How Property Buyers Can Help You Avoid Foreclosure and Keep Your Credit Score Clean

Foreclosure is one of the most traumatic experiences a homeowner can face. It forces you to move out of your home and it leaves a seven-year black mark on your credit score.

Foreclosure is one of the most traumatic experiences a homeowner can face. It forces you to move out of your home and it leaves a seven-year black mark on your credit score.

If you're facing foreclosure, it's important to contact your lender as soon as possible. They can share available options to help you stay in your home.

Refinance

One missed mortgage payment can affect your credit score, making it more difficult to qualify for a new loan. But if you act quickly to catch up, it may be possible to refinance your home before you go too far behind on your payments.

You can also try to negotiate a deed in lieu of foreclosure with your lender. In this option, you voluntarily give your property title to the lender and they cancel the rest of your mortgage debt. This is less damaging to your credit score than a full foreclosure.

Beware of lenders that advertise a "foreclosure bailout loan." These types of loans are usually high-interest mortgages, and they only help homeowners with good credit avoid foreclosure by paying off the defaulted debt. They can be dangerous to those with poor or no credit and often require a large amount of equity in the home.

Negotiate a Deed in Lieu of Foreclosure

A deed in lieu of foreclosure allows you to hand over your home’s deed to your mortgage lender.
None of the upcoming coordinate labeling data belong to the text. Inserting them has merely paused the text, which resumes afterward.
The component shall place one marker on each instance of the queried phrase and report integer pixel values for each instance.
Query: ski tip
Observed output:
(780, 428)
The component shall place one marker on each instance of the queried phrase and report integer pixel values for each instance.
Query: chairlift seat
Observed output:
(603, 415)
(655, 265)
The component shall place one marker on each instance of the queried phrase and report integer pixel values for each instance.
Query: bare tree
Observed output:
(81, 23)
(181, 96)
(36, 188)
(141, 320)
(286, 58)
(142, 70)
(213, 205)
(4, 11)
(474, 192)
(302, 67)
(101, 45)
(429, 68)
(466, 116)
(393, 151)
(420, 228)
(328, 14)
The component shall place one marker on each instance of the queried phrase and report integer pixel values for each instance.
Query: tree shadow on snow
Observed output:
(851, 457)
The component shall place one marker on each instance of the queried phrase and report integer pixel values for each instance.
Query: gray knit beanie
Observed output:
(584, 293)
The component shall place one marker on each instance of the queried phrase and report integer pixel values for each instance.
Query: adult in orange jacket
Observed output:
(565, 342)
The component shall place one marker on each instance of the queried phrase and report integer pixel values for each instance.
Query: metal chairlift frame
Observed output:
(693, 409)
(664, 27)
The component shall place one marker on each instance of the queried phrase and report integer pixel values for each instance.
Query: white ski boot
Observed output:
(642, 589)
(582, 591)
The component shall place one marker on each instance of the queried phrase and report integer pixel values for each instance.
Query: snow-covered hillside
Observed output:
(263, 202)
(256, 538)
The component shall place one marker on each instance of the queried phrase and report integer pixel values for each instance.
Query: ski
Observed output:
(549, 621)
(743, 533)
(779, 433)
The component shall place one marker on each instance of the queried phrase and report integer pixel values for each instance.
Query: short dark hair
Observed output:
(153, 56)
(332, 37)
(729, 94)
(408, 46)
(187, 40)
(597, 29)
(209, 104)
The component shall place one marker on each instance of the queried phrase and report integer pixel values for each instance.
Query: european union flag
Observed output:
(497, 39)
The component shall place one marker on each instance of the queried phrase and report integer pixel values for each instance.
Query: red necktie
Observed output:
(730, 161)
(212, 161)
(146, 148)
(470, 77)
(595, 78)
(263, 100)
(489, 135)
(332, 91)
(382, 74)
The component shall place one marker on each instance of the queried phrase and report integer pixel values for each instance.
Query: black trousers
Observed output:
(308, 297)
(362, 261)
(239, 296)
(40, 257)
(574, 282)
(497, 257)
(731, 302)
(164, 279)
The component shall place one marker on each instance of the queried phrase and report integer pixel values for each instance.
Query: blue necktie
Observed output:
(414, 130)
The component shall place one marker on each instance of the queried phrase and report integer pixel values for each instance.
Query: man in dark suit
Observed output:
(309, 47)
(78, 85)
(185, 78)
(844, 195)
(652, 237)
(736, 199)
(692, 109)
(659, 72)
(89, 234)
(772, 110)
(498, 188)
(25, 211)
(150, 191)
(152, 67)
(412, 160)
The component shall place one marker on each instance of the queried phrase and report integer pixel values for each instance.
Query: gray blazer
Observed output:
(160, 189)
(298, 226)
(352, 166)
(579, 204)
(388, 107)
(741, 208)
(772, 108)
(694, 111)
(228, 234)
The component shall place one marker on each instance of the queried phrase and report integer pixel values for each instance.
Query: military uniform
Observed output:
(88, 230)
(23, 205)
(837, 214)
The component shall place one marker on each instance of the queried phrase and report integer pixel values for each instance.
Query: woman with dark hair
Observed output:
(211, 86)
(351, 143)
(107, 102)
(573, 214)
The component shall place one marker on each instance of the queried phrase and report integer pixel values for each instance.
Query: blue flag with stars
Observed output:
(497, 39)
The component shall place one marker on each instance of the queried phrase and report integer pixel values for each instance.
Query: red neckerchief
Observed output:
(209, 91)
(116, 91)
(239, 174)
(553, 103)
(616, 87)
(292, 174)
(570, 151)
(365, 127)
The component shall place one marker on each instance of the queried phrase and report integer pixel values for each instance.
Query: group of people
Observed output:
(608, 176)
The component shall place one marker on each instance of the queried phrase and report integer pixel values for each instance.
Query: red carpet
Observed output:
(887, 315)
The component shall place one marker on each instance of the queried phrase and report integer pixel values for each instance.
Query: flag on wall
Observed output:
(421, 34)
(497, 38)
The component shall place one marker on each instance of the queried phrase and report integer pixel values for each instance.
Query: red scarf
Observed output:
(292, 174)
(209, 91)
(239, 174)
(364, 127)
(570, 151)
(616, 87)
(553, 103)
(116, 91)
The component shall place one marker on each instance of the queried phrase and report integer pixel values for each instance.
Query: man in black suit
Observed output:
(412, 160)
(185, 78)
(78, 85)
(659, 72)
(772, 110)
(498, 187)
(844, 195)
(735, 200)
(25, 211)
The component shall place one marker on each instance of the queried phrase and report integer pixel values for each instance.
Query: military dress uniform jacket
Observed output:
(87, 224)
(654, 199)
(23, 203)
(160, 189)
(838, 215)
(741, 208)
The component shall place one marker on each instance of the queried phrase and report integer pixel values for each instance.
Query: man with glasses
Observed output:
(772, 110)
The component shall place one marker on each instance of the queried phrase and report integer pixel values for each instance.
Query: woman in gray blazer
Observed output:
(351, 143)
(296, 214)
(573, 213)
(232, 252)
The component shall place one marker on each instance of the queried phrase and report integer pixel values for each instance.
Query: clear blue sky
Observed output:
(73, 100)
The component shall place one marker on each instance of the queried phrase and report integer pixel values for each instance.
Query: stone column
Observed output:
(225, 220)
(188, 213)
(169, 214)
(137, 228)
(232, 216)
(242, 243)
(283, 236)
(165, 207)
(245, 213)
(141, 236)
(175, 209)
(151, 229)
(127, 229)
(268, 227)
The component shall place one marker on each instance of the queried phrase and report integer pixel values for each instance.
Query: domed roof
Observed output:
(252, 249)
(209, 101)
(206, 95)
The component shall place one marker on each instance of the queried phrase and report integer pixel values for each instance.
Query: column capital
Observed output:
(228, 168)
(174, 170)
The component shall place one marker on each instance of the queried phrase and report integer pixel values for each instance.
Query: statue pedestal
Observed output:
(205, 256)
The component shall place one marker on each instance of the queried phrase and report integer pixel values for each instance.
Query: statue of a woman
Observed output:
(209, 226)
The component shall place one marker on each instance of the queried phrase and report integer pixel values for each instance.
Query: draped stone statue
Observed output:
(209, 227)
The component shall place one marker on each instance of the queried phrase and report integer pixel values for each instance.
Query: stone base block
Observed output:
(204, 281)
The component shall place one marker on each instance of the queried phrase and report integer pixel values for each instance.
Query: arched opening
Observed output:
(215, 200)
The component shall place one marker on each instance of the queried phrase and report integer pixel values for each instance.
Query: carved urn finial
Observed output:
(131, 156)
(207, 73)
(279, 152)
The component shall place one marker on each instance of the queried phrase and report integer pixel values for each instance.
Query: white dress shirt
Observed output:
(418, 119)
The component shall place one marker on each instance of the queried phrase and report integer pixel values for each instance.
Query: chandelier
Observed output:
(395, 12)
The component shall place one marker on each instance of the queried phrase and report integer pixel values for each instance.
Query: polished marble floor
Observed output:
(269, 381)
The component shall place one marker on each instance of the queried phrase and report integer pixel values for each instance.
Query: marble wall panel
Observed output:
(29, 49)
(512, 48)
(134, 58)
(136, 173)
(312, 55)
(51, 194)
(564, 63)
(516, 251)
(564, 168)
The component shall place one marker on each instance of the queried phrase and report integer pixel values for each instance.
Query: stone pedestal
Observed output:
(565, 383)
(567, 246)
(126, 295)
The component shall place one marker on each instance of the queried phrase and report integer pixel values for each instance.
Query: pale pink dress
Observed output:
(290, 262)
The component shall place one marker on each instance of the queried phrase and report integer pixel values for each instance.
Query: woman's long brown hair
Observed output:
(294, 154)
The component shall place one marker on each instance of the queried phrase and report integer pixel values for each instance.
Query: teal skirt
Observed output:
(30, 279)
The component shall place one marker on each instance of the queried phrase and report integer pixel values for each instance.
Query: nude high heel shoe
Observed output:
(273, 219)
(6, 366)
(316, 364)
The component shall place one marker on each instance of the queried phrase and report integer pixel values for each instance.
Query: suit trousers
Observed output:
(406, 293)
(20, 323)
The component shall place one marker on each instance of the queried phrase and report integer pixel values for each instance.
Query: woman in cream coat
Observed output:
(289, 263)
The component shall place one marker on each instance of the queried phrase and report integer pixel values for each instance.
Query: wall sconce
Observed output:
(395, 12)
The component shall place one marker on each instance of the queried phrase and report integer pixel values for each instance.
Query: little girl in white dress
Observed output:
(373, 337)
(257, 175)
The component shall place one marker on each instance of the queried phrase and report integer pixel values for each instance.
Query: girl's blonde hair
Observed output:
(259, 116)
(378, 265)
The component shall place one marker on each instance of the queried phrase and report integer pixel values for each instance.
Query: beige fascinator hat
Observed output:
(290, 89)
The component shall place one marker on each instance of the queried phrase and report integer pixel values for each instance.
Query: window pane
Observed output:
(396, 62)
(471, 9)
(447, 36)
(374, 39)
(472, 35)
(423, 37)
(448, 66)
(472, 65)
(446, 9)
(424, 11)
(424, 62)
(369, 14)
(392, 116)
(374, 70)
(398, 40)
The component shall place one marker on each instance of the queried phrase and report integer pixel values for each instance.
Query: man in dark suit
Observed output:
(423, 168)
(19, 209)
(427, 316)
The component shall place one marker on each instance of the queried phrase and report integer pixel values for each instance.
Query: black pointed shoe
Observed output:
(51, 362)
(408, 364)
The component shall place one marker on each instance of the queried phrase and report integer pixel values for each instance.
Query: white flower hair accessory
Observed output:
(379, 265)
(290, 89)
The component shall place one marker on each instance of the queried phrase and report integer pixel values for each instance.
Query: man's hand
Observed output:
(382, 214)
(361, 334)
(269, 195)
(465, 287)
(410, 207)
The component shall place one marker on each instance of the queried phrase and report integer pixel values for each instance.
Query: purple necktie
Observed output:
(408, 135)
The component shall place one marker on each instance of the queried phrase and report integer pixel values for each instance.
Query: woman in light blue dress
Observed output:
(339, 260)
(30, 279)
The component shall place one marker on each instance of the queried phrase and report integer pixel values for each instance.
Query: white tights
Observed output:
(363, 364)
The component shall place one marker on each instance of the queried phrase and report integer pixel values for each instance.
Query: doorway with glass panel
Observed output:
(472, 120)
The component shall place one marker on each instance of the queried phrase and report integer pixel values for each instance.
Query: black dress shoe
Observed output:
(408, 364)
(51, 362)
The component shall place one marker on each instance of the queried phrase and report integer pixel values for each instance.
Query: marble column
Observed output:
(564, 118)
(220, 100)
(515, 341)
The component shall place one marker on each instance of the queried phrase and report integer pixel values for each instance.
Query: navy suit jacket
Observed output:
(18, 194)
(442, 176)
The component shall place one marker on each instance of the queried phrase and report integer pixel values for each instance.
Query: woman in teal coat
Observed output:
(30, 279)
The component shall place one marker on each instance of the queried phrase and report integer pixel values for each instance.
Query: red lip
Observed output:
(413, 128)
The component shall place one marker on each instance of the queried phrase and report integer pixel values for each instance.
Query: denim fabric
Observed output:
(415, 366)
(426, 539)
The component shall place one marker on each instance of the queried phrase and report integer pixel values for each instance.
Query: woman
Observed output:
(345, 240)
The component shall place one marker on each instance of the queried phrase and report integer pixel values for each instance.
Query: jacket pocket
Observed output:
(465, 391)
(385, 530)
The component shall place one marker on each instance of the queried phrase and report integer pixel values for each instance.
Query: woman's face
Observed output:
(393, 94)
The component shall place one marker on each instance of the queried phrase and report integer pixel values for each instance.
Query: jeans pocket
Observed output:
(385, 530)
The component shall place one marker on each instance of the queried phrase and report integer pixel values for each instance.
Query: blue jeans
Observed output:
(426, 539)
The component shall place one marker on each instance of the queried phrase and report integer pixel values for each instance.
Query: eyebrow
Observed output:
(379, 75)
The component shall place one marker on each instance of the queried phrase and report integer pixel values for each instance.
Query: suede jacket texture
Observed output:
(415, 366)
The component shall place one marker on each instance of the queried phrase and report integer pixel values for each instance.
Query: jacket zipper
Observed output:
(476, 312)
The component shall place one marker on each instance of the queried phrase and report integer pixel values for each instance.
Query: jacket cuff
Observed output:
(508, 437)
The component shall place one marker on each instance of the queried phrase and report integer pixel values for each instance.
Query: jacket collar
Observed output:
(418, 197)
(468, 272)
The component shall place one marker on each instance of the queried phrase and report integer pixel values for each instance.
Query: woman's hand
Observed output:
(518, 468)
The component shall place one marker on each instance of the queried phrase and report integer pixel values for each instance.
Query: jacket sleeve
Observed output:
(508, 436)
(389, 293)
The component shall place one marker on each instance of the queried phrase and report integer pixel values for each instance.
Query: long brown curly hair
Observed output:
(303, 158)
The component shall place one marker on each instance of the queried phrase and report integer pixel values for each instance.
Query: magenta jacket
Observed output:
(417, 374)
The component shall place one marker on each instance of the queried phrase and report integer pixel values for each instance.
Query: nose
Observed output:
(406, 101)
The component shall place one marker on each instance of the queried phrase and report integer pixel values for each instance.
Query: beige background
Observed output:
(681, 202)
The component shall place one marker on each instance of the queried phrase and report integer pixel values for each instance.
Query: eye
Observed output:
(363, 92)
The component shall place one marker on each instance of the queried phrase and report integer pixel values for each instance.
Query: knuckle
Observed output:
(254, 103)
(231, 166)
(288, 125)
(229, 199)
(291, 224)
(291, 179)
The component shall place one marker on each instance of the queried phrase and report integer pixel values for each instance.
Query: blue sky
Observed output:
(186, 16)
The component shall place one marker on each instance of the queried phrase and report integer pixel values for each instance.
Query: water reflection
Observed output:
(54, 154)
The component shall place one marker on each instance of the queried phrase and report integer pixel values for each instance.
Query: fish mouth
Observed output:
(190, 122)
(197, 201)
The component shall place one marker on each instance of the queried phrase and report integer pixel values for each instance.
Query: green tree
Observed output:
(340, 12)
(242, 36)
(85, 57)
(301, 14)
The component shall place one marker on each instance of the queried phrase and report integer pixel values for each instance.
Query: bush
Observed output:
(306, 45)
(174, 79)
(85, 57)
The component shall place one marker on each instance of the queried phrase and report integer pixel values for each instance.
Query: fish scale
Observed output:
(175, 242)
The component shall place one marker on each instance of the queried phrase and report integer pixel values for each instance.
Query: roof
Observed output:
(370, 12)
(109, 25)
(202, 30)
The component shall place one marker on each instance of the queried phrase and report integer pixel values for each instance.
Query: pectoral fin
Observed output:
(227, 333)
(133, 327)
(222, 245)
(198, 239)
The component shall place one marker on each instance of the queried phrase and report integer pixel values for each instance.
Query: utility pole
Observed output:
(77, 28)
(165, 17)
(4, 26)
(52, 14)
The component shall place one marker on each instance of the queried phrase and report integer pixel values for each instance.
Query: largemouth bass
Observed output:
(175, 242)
In return, the lender releases you from your debt on the property and may even agree to allow you to rent it for a while. This option should be considered only after you have exhausted other options, such as a short sale or loan modification.

Typically, you only consider this option if your mortgage is “underwater,” meaning that you owe more on the mortgage than its current market value. It can also help you avoid some of the negative impacts associated with foreclosure, such as a long wait to qualify for a new mortgage and collection attempts.

However, completing a deed in lieu will still leave your credit report with a mark, though it might not be as bad as a traditional foreclosure. Furthermore, your lender might sue you for any money that it is unable to recoup after the sale, which could leave you in debt for years.

Ask for Forbearance

Foreclosures have a devastating financial and emotional impact on homeowners. If you're facing a financial hardship, you may be able to negotiate with your mortgage lender for options that allow you to stay in your home, including forbearance agreements and repayment plans. You can also work with a HUD-approved housing counselor to negotiate a loan modification or a deed in lieu of foreclosure.

To qualify for a forbearance agreement, you will have to provide your lender with documentation of your financial hardship, including your unemployment award letter that shows the amount of money you are being paid, two recent bank statements and a full list of all debts and assets you own. Lenders will usually review these documents before approving forbearance because they want to make sure that you can resume your monthly payments when the forbearance period ends.

Forbearance will appear on your credit report, but it's much less damaging than a foreclosure, which remains on your credit for seven years. Some lenders may agree to remove a missed payment from your credit report if you ask them to do so in writing.

File a Lawsuit

A foreclosure is a serious blow to your credit score. However, it's possible to rebound from a foreclosure by controlling your debt and finances. This involves making a budget and paying down your credit card balances. A good way to get started is by talking to a consumer credit counselor. You can find one on the U.S. Trustee's website or through the National Foundation for Credit Counseling.

If you live in a non-judicial foreclosure state or your lender uses a power of sale clause that allows it to sell your home without going to court, you can file a lawsuit against the lender to stop the foreclosure process. You should ask the judge for a temporary restraining order (TRO) and preliminary injunction that stops the foreclosure while your claims are litigated.

You need to prove that the foreclosure would cause you irreparable injury that outweighs any harm to the lender caused by stopping the process. You also need to convince the judge that the foreclosure violates state and federal laws and/or your mortgage agreement with the lender.